HowTo: Backup your sites with Rsync

kblessinggr

PedoBeard
Sep 15, 2008
5,723
80
0
G.R., Michigan
www.kbeezie.com
First - Get some sort off-server location that you can backup your stuff on a regular basis, I recommend ServerSync, they provide Raid-6 (2-drive redundant failure protection) with no transfer limit, and they're pretty cheap, 5$ a month for 20GB of storage or 10$ for 50GB (I'm doing the 50GB plan). Can be FTP'd, SSH, SCP, Rsync, etc.

Second - Prepare your remote location to receive the backup, for example, on mine I just simply created a folder called backup, followed by the server name, resulting in /home/kbeezie/backup/kbeezie.com/.

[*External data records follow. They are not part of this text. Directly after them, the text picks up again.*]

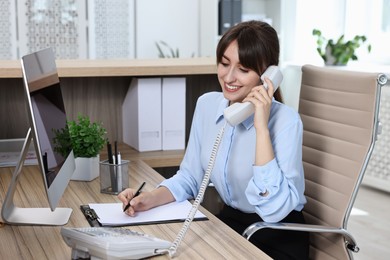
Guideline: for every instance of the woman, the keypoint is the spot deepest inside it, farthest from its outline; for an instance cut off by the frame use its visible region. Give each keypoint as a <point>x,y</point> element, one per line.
<point>258,169</point>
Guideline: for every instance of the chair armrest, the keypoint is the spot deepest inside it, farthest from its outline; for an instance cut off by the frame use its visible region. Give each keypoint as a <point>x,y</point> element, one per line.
<point>350,241</point>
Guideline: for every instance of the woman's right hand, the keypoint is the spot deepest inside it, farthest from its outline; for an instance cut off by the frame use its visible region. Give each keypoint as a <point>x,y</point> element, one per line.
<point>139,203</point>
<point>145,200</point>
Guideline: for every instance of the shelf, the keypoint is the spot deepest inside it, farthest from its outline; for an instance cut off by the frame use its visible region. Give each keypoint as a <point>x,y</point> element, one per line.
<point>107,68</point>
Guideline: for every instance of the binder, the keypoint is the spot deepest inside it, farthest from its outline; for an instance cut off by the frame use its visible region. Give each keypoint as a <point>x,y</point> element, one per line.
<point>141,114</point>
<point>173,113</point>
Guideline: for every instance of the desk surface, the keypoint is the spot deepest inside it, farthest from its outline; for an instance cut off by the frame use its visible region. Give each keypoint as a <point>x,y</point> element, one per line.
<point>118,67</point>
<point>210,239</point>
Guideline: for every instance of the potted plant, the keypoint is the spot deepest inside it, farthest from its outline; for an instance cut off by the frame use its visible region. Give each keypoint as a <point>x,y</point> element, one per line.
<point>87,139</point>
<point>338,52</point>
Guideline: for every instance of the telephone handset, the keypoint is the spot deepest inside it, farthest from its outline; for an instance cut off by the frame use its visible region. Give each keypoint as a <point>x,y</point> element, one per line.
<point>238,112</point>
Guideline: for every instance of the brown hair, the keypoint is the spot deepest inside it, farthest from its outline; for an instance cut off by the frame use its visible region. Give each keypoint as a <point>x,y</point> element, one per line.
<point>258,46</point>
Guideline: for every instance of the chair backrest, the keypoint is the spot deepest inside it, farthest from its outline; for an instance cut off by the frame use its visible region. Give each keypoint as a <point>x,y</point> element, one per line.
<point>339,114</point>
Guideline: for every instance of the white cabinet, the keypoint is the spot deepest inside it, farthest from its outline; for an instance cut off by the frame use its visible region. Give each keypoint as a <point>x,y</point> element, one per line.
<point>175,22</point>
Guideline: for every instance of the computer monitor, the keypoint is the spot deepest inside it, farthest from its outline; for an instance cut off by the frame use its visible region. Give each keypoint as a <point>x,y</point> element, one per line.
<point>46,111</point>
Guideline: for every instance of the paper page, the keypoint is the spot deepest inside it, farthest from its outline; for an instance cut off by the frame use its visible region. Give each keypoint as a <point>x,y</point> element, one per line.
<point>111,214</point>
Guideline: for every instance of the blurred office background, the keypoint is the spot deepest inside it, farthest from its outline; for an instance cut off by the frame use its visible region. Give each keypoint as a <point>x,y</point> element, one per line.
<point>98,29</point>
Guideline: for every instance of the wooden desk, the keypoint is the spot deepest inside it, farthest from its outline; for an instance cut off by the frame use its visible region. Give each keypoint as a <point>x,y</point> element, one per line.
<point>210,239</point>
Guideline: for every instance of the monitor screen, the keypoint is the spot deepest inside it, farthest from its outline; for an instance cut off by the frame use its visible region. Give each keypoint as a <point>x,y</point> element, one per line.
<point>46,113</point>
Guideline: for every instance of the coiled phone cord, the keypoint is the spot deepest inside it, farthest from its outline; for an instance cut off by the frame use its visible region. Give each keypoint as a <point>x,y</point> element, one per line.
<point>172,250</point>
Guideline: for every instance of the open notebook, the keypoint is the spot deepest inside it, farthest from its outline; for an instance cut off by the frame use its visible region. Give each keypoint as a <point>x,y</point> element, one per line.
<point>111,214</point>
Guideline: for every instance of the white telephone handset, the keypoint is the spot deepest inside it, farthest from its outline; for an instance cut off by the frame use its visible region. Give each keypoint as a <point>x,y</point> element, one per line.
<point>238,112</point>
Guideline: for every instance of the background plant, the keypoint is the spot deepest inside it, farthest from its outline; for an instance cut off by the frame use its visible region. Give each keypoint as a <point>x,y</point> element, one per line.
<point>341,51</point>
<point>86,138</point>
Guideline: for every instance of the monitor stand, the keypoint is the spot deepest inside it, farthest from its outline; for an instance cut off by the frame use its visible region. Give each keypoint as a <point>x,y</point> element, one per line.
<point>29,216</point>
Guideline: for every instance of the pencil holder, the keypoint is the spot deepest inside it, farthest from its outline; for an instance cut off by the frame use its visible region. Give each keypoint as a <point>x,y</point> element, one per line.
<point>114,178</point>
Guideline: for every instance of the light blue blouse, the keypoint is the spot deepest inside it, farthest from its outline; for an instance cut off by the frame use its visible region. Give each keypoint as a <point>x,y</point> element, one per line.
<point>238,181</point>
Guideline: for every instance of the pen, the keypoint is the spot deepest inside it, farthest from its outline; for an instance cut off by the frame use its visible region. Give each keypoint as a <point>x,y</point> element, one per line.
<point>138,192</point>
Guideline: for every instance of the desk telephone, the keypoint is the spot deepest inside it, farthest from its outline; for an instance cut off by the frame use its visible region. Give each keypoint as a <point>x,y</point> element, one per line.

Third - create a bash script to backup your databases, followed by actually committing the rsync process. Make a file , say backup.sh
(repeat the mysqldump line for as many databases as you have)

Code:
#!/bin/sh

date=`date '+%m-%d-%y'`
mysqldump -u database_username -pdatabase_password database_name > ~/mysql_backup/database_name.$date
rsync -e ssh -az /home/username/ username@serversync-ip:/home/username/backup/server-name/

we'll need to make sure the script can be executed so on the server after uploading it (preferably to your home folder, but not in a publicly accessible folder such as where your website files lie, since you'll have database passwords in the shell script)

Code:
chmod +x backup.sh

We'll then want to setup a cron job, to perform this backup nightly, lets say 3AM based on the server time.

Code:
crontab -e

Then type in the following (if it pulls up vi, press 'i' to insert text, then ESC to get out of insert mode, then shift+zz to save and exit)

Code:
0 3 * * * /path/to/backup.sh > /dev/null 2>&1

The last bit silences the output.

If you wish to manually execute the backup script you can do so by directly calling it.

Code:
/path/to/backup.sh

If you wish to just run the rsync command and see progress as it runs, do the following.

Code:
rsync -e ssh -avvz --progress /home/username/ username@serversync-ip:/home/username/backup/server-name/

example

On my personal VPS, I run an nginx webserver, no control panel, all my websites are store under /opt/html, my database backups get store under /opt/mysql_backup, so the above script would be something like this.

Code:
#!/bin/sh

date=`date '+%m-%d-%y'`
mysqldump -u database_username -pdatabase_password database_name > /opt/mysql_backup/database_name.$date
#times the number of extra mysql databases
rsync -e ssh -az /opt/html/ username@serversync-ip:/home/username/backup/server-name/

The first time it runs it'll transfer every file I have under /opt/html, every other time it runs, it'll only transfer files that have been changed (in which case the database backups will always transfer because they're new files with new dates, remove the date from the file name if you want the backups to overwrite the latest mysql backup in the same folder.)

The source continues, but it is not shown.